Neem is derived from the neem tree Azadirachta indica, an evergreen plant native to subtropical India where it has been used for centuries. Ancient Sanskrit documents tell of the ancient uses of neem as a soil amendment and therapeutic for sick livestock. Some of the benefits of neem include treatments for skin and fungal diseases, use as an antiseptic and therapeutic, and control of insect pests. It is also used as an ingredient in cosmetics, soaps and beauty aids.
The components of the spray are natural and biodegradable, but the product should be used with caution to avoid plant injury. It is best applied to plants during the growing season, taking careful consideration to covering all parts of the plant leaves and trunk base. The spray repels over 200 various garden pests including aphids, slugs, weevils, mealybugs, caterpillars, cucumber beetles, and other chewing insects. Neem spray pesticide is highly effective at controlling larval infestations, best applied after insect eggs have hatched but before they mature to adulthood. The chemical works best in warm weather and requires multiple applications to control infestations.
The chemical compound azadirachtin in neem pesticide spray inhibits insect reproduction and larval growth by lowering levels of the growth hormone ecdysome in insects. In some cases, neem spray immediately kills insects in the nymph stage. It does not kill adult insects but does interfere with mating and reproductive processes.
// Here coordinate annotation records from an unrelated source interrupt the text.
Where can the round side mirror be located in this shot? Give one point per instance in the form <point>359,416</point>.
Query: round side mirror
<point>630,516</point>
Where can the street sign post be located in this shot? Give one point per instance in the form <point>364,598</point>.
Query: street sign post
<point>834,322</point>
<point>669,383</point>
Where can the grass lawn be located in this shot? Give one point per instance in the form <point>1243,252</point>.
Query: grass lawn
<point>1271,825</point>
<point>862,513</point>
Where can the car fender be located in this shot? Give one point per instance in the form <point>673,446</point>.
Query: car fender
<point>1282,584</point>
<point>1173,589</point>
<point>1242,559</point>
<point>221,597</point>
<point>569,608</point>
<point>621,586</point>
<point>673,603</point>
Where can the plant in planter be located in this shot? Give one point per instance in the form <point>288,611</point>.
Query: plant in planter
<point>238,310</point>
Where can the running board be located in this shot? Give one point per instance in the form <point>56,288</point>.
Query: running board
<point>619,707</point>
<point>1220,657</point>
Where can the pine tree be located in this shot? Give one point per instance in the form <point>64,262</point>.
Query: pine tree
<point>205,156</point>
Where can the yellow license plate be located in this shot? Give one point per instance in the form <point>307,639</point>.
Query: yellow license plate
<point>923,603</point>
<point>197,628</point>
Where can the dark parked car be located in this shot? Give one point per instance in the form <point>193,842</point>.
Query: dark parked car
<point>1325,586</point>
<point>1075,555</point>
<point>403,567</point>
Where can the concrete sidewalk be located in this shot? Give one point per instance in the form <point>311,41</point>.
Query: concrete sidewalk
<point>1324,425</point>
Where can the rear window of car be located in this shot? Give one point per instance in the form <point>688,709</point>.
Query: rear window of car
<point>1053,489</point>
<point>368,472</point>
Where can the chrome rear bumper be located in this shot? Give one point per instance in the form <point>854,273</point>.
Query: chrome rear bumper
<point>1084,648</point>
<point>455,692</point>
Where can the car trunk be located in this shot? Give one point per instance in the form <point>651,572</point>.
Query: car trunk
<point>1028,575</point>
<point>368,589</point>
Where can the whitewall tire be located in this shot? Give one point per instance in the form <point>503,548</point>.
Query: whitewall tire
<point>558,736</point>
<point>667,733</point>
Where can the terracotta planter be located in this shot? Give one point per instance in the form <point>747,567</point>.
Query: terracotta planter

Neem spray is also an effective fungicide. The spray treats powdery mildew, a common plague of damp environments and conditions. It also treats certain plant diseases carried by aphids.
Despite its many beneficial uses, neem spray can sometimes do more harm than good. Some plants, such as the black walnut, maple and juniper, may suffer since they are very sensitive to botanical oil sprays. Neem spray should never be used on stressed, drought-stricken or severely diseased plants. Sulphur compounds react with neem and should therefore be used separately at least 30 days apart.
Neem is nontoxic in most applications. The oil extract has been used for thousands of years as an antibacterial agent in soaps and cosmetics. Neem tree twigs were even used toothbrushes. Laboratory tests with rats ingesting larger quantities of neem oil and leaves interfered with rat fertility and pregnancy. Therefore, caution is urged when used near pregnant women and children.